I’ve been immersing myself in Austrian literature while watching America’s shift to the far right. The artists’ anger makes a different kind of sense to me now. In recent years, as America lurches from black sites and torture to drone strikes on civilians to the abuse of Central American children, I find the relentless negativity of Austrian literature consoling. At least it’s honest. The terrible truth is better than a balanced lie.

As America lurches from black sites to drone strikes, I find the relentless negativity of Austrian literature consoling.

The hatred Austrian artists have often provoked in their audiences shows that they must be revealing something raw.
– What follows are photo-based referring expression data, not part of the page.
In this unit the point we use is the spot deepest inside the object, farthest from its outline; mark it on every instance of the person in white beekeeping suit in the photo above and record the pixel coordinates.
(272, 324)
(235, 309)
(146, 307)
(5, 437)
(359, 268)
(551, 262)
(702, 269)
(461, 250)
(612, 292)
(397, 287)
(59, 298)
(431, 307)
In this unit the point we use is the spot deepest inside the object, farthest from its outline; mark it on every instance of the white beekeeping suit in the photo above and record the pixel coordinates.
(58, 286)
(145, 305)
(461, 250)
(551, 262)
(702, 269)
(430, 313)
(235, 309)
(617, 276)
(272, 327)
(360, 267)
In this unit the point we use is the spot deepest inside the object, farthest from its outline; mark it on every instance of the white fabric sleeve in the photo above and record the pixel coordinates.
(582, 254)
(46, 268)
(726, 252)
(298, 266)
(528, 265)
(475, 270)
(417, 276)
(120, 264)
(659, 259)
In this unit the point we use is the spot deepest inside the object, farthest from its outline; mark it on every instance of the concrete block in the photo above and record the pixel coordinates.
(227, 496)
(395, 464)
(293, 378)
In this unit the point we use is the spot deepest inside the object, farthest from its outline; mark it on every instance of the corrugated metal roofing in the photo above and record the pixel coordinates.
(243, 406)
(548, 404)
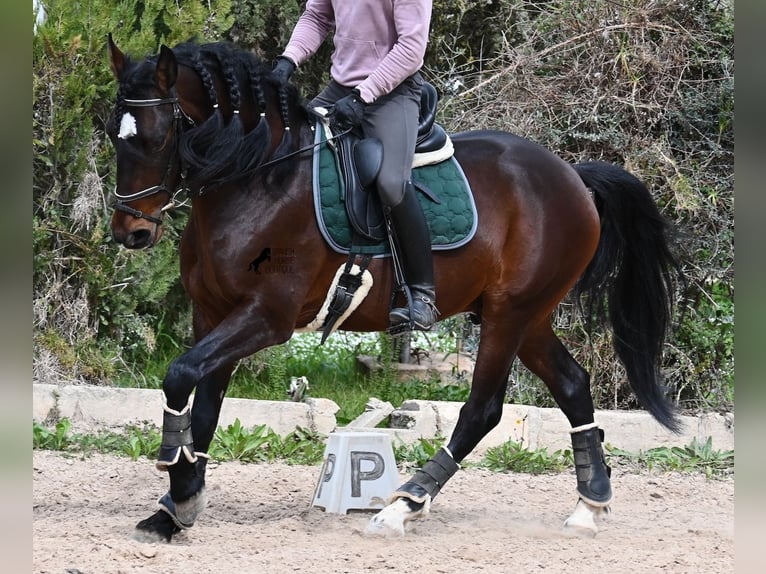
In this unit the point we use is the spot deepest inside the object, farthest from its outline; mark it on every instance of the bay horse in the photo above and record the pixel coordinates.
(204, 118)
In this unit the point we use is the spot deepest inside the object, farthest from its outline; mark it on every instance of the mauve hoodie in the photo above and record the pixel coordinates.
(378, 43)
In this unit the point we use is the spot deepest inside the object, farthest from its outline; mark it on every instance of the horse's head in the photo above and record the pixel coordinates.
(145, 128)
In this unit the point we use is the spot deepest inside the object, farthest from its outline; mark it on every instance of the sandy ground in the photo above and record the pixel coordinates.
(259, 520)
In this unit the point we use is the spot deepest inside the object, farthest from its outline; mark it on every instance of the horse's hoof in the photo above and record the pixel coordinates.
(582, 522)
(391, 521)
(159, 527)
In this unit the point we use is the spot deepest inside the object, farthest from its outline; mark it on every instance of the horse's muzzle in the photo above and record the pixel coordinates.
(140, 238)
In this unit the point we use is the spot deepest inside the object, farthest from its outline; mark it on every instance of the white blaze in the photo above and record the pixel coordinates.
(127, 127)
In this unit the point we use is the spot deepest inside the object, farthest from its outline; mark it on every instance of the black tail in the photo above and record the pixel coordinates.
(631, 280)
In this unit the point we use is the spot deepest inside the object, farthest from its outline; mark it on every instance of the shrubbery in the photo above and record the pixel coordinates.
(648, 85)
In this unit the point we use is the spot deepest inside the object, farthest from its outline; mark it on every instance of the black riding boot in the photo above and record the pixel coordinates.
(414, 242)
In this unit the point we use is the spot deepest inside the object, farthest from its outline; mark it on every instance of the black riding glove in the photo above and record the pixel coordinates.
(281, 72)
(347, 112)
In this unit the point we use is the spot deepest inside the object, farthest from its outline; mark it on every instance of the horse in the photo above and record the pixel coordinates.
(205, 119)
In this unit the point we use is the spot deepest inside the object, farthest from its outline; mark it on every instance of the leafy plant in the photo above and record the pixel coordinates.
(417, 453)
(695, 457)
(238, 443)
(56, 439)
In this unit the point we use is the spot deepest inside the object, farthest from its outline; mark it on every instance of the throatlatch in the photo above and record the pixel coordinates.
(430, 479)
(593, 484)
(176, 437)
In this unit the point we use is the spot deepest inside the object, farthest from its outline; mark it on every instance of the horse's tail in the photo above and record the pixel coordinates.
(631, 280)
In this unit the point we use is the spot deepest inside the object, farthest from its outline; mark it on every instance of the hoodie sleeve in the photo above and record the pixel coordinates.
(310, 31)
(412, 20)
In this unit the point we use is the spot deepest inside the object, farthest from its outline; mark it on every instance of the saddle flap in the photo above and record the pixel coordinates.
(368, 157)
(362, 204)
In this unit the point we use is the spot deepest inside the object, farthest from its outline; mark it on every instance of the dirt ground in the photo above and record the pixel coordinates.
(259, 519)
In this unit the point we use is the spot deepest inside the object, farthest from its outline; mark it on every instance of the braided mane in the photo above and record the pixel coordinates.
(222, 149)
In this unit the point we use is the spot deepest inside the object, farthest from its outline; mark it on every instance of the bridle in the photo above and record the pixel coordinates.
(179, 116)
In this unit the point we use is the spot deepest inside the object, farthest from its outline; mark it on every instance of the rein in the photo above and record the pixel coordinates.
(178, 117)
(301, 150)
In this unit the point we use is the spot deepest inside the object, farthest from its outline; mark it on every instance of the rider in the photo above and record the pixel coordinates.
(375, 84)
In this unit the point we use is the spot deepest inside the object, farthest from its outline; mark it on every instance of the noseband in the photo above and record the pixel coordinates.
(178, 117)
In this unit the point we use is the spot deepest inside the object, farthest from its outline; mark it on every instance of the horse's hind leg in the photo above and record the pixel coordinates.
(543, 353)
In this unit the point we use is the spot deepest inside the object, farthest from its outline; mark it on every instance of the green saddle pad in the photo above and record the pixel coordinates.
(452, 222)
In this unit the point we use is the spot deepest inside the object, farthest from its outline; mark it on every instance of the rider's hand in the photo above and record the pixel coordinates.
(347, 112)
(281, 72)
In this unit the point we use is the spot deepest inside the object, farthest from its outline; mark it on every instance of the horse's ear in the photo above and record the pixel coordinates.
(116, 57)
(167, 69)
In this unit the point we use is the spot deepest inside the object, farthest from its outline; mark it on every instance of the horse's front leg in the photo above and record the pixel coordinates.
(184, 451)
(188, 430)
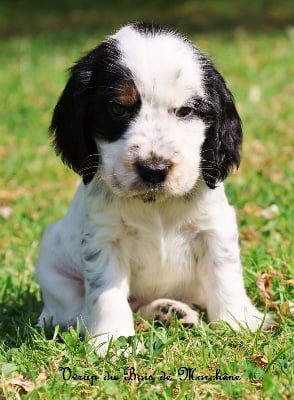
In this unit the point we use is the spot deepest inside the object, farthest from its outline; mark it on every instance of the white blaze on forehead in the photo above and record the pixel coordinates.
(164, 67)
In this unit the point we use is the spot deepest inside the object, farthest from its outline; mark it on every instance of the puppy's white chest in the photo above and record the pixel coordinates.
(163, 265)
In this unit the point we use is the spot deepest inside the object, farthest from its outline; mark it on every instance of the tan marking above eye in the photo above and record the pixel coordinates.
(128, 95)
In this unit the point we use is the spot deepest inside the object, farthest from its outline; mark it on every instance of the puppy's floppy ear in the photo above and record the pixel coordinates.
(221, 148)
(68, 126)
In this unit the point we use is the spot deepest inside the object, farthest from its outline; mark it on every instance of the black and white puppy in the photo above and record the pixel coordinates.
(151, 127)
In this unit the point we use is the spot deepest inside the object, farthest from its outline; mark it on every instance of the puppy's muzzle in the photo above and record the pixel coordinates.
(153, 171)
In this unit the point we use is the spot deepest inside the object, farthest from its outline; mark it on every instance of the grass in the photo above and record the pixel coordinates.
(256, 57)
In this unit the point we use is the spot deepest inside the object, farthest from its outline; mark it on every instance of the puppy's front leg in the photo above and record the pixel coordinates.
(108, 314)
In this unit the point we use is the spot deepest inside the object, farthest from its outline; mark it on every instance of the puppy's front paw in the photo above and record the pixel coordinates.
(165, 310)
(249, 317)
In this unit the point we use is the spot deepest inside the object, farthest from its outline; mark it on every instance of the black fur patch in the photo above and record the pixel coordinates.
(82, 111)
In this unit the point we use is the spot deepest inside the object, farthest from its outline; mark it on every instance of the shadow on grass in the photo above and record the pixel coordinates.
(18, 310)
(27, 17)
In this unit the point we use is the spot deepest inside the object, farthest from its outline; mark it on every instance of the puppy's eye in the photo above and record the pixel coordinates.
(117, 110)
(184, 112)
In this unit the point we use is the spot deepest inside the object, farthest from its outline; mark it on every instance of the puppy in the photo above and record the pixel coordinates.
(151, 127)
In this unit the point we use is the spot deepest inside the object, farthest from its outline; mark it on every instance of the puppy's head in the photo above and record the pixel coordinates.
(146, 112)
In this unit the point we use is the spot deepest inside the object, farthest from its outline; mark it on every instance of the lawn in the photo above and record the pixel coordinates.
(254, 51)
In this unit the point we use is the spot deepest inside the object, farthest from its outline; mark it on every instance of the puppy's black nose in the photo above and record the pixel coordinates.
(154, 170)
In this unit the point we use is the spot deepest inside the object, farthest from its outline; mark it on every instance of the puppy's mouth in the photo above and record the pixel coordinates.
(146, 192)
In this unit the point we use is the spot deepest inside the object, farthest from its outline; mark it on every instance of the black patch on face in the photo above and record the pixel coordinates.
(221, 149)
(84, 110)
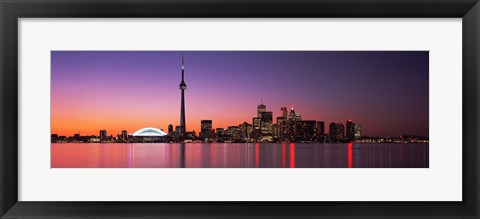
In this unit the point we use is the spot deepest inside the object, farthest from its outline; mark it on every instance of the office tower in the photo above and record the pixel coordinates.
(124, 135)
(340, 128)
(304, 130)
(350, 133)
(358, 131)
(320, 131)
(103, 135)
(284, 112)
(260, 109)
(205, 129)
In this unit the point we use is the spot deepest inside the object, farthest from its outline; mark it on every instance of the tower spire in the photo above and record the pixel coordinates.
(182, 87)
(182, 67)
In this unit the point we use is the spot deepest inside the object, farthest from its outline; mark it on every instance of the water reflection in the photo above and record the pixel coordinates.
(239, 155)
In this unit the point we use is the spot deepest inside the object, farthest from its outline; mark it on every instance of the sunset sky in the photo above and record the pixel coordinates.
(385, 92)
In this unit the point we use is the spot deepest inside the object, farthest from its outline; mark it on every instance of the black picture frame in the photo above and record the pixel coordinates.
(12, 10)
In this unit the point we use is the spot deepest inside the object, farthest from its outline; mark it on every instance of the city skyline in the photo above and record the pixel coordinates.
(142, 81)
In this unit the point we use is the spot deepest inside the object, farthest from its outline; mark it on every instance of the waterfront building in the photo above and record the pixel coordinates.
(124, 135)
(205, 129)
(149, 135)
(350, 132)
(320, 131)
(305, 130)
(103, 135)
(182, 86)
(358, 131)
(340, 128)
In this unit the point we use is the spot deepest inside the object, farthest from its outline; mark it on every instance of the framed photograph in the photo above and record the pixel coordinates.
(170, 109)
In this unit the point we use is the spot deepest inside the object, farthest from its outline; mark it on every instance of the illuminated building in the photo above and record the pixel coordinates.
(284, 112)
(350, 132)
(247, 129)
(304, 130)
(340, 128)
(358, 131)
(320, 131)
(149, 135)
(332, 132)
(182, 87)
(266, 123)
(260, 109)
(205, 129)
(103, 135)
(124, 135)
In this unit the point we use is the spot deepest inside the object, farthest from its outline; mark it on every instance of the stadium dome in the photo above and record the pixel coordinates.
(149, 132)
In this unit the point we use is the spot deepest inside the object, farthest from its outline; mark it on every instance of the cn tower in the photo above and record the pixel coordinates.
(182, 86)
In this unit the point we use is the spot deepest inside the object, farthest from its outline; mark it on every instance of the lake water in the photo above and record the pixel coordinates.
(241, 155)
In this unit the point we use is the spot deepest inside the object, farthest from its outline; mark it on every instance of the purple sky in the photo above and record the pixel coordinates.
(386, 92)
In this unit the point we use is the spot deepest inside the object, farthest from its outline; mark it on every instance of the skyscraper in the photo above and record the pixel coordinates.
(182, 86)
(350, 130)
(320, 131)
(332, 132)
(284, 112)
(260, 109)
(205, 128)
(103, 135)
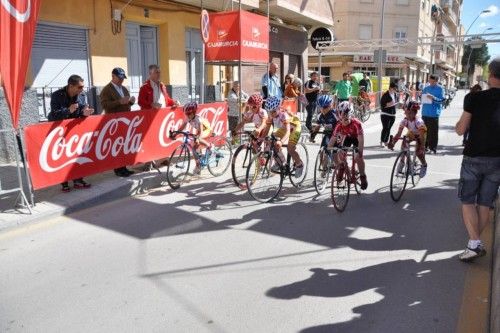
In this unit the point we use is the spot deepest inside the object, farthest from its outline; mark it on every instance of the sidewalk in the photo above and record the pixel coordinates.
(51, 202)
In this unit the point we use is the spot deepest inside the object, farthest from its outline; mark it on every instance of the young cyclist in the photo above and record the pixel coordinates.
(287, 128)
(416, 132)
(349, 132)
(327, 118)
(200, 126)
(256, 115)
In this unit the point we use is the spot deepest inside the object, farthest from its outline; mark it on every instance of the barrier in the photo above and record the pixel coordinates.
(74, 148)
(19, 189)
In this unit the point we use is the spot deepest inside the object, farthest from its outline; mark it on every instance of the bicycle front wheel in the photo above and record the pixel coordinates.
(262, 183)
(304, 156)
(399, 176)
(220, 157)
(241, 159)
(340, 187)
(322, 171)
(178, 166)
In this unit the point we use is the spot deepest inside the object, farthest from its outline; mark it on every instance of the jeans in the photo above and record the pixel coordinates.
(432, 124)
(479, 180)
(387, 122)
(310, 108)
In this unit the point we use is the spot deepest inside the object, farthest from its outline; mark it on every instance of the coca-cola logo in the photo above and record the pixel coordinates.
(58, 152)
(171, 123)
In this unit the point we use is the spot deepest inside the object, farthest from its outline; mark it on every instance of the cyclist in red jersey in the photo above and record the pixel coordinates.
(347, 133)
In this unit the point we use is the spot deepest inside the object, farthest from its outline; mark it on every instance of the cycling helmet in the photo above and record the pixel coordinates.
(272, 103)
(190, 108)
(345, 109)
(325, 101)
(413, 106)
(255, 100)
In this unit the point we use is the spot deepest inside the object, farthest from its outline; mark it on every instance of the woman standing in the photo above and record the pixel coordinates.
(388, 103)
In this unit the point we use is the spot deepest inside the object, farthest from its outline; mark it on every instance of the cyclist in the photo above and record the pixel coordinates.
(287, 129)
(256, 115)
(417, 131)
(201, 127)
(349, 132)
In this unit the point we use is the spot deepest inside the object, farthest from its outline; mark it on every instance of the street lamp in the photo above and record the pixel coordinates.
(470, 53)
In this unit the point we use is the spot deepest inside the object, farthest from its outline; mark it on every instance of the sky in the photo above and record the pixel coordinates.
(471, 9)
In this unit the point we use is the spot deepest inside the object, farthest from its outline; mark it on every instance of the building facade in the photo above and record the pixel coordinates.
(360, 20)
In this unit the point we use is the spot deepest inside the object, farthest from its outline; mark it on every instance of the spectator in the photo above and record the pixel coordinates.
(271, 83)
(343, 88)
(151, 91)
(366, 82)
(66, 103)
(293, 90)
(312, 89)
(388, 103)
(432, 97)
(288, 81)
(236, 96)
(116, 98)
(473, 89)
(480, 171)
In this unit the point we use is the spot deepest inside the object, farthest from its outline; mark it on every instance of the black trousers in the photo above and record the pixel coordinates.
(387, 122)
(310, 108)
(432, 124)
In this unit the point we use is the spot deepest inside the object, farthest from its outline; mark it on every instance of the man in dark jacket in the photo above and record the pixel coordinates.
(67, 103)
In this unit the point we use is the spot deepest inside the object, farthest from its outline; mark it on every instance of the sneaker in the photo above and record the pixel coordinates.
(470, 254)
(423, 171)
(298, 171)
(364, 182)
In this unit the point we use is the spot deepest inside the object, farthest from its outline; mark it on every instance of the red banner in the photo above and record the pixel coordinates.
(237, 35)
(17, 30)
(70, 149)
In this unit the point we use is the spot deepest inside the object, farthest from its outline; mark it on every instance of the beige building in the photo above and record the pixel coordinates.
(359, 20)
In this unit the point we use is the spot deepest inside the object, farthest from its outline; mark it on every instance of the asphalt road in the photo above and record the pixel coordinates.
(207, 258)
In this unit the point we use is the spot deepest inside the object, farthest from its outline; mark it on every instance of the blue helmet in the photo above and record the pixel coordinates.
(272, 103)
(325, 101)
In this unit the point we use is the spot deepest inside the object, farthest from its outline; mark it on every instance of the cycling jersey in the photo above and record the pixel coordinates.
(255, 118)
(202, 125)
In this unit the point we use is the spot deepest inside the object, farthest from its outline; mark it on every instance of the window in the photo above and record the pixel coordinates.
(365, 31)
(400, 33)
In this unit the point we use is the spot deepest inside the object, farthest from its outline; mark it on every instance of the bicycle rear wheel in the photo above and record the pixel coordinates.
(241, 159)
(178, 166)
(262, 183)
(220, 157)
(322, 171)
(340, 187)
(304, 156)
(399, 176)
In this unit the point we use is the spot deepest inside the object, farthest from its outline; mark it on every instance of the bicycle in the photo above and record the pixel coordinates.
(263, 183)
(242, 157)
(343, 176)
(323, 168)
(217, 159)
(406, 164)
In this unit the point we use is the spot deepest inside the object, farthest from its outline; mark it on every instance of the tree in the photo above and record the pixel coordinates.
(479, 56)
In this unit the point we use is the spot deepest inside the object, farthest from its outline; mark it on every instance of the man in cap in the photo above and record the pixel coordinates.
(116, 98)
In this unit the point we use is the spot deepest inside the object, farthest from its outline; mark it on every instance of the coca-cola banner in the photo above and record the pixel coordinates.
(70, 149)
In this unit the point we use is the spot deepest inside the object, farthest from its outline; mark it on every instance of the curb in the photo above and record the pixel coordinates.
(495, 273)
(103, 192)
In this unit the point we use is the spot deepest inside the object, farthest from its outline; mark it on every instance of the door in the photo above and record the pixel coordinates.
(142, 51)
(194, 64)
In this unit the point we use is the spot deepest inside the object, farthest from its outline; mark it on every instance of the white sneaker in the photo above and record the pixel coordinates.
(423, 171)
(298, 171)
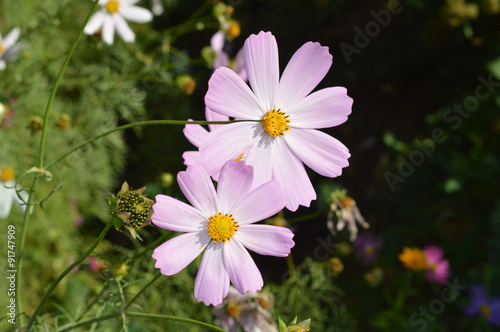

An acting minister of culture once implied that Bernhard should be the subject of medical experiments. A reporter in the Kurier called Jelinek “disgusted with herself,” and a 1995 campaign poster by the FPÖ read, “Do you love Scholten, Jelinek, Häupl, Peymann, Pasterk…or art and culture?” (Those quasi-fascists are back in the Austrian governing coalition, proving Haas’s pessimism to be prescient.) One common insult refers to Austrian artists as Nestbeschmutzer, or people who dirty their own nest. “Go live somewhere else if you don’t like it,” commenters say. But only people who are intimately familiar with a society can perceive its deepest evils; maybe only artists, who critically observe everyone, including themselves, can perform the thankless, valuable task of making complacent citizens a little less so. In one poem, Bernhard called his countrymen “these incomprehensible people / who lack a sea and a conscience.” He and the artists who followed him are Austria’s conscience. I hope American artists are prepared to make us feel equally guilty.